In the hierarchy of corporate investments, stocks are at the bottom. This means if a company is dissolved or closed, investors in the company’s secured and unsecured debt, or “preferred stocks” and “bonds”, are compensated first. Stock holders receive compensation last, if any money is leftover.
The money you invest in the stock of a company is directly affected by that company’s overall performance. When the company performs well in the market place (i.e., Apple) and its accounting is clean, the company’s stock performs well. When a company doesn’t perform well in the market place, (i.e. Best Buy) or its accounting isn’t clean (i.e., Enron), the company’s stock performs poorly.
2. What Types of Stock Are There?
There are two primary types of stocks for retail or every day investors such as you and me, common stocks and preferred stocks.

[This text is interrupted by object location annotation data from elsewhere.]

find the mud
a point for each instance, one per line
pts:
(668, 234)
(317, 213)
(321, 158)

Common stocks carry with them voting rights, along with dividend and growth benefits, but are subordinate to preferred stocks. If a company issues dividends or enters bankruptcy, common share holders are the last creditors paid. Common stocks, generally, have a greater chance of appreciation and are appropriate for investors seeking portfolio growth.
Preferred stocks do not carry with them voting rights, but do have seniority for dividend and bankruptcy claims over common stock share holders. Additionally, dividend payouts for preferred stocks are often consistent and somewhat predictable. This makes them appropriate for an investor seeking income.
When you hear or read stock price quotes, it is typically the common stock share price being quoted. Common and preferred stocks of the same company aren’t typically worth the same because of their differences.
3. What Are the Rewards and Risk of Owning a Stock?
The reward of owning a stock is that your money grows when a company performs well. For example, if you bought $10,000 of Microsoft (MSFT) common stock in December 2009, had all dividends reinvested and did nothing else, you would have over $18,000 today.
On the other hand, however, the risk is that you may lose when a company performs poorly. For example, if you bought $10,000 of JC Penny (JCP) common stock in December 2009, had all dividends reinvested and did nothing else, you would have less than $4,000 today.
There are other factors that play into the performance of a stock, such as the performance of the overall stock market, the economy in general, politics and international events. These can all be rewards and risks themselves.
There is a risk with putting all of your eggs in one basket, i.e., putting all of your investable money into one stock. There are always stories of those who made a fortune from one stock, but for everyone story you hear of someone who made millions with one investment there are hundreds of more stories of people who lost everything they had in one investment.
Quite often the best way to invest in stocks is with mutual funds and exchange traded funds (ETFs). We’ll discuss this more in later weeks, but essentially mutual funds and ETFs pool several different stocks into one investment. They offer the benefit of diversification, which reduces your risk of putting all your eggs in one basket.
That’s the basics of what you should know about stocks. Paying attention to individual stocks and the overall stock market is exciting. A great way to create interest in stocks is to pay attention to the stock of the companies you use, particularly the ones you like.
If you use and like Netflix or Comcast, shop at Target or Amazon or are fanatical about Google or Apple, you can follow their stocks, pay attention to their management and new products and watch how all these factors affect their stocks. If there is a particular company or collection of companies you like, these may be great initial investments for you to consider. This is a great way to start engaging with investing.